28 C
Jakarta

Menguak Kegelisahan Istri Eks-Narapidana Terorisme

Artikel Trending

KhazanahPerempuanMenguak Kegelisahan Istri Eks-Narapidana Terorisme
image_pdfDownload PDF

 

“…. maaf saya menangis ini ingat masa lalu, saat suami saya masuk penjara. Pokoknya doa saya, jangan sampai kambuh lagi. Selama tiga tahun tahanan, saya hanya sekali bisa berkunjung.
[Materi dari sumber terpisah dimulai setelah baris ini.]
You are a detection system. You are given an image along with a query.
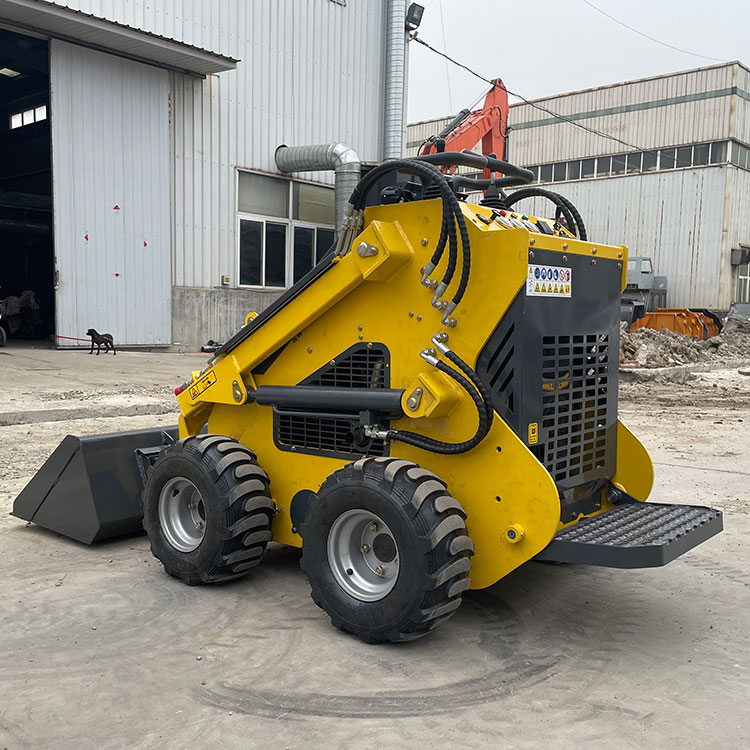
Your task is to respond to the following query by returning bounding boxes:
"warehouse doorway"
[0,29,55,339]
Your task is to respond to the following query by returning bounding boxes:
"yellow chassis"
[178,200,653,588]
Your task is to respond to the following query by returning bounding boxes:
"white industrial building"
[407,62,750,309]
[0,0,405,345]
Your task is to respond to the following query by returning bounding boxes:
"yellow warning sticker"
[190,370,216,401]
[526,263,573,298]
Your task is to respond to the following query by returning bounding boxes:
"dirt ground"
[0,347,750,750]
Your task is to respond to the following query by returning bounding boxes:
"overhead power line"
[581,0,724,62]
[411,34,643,151]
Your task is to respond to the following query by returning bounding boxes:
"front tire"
[143,435,275,586]
[300,458,474,643]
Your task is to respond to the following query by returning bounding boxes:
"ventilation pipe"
[383,0,406,159]
[275,143,361,230]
Bukan karena tidak mau, itu karena saya memang tidak punya biaya untuk berkunjung,” U.S (istri narapidana teroris kasus Bom Bali I)

Harakatuna.com – Di atas adalah cuplikan salah satu paper yang saya presentasikan pada Agustus 2018. Paper dengan judul “Voices of the Wives of Ex-Terrorism Inmates (Rebelling and Accepting Extremist Doctrine in Household Relationship)” ini dipresentasikan pada APRiSH 2018 Conference Program di Jakarta, dan ditulis oleh Fitria Sari dkk, (2018). Berbagai perasaan menyeruak tiada terkira. Sedih, haru, mengenaskan, kasihan, campur aduk menjadi satu selama proses presentasi.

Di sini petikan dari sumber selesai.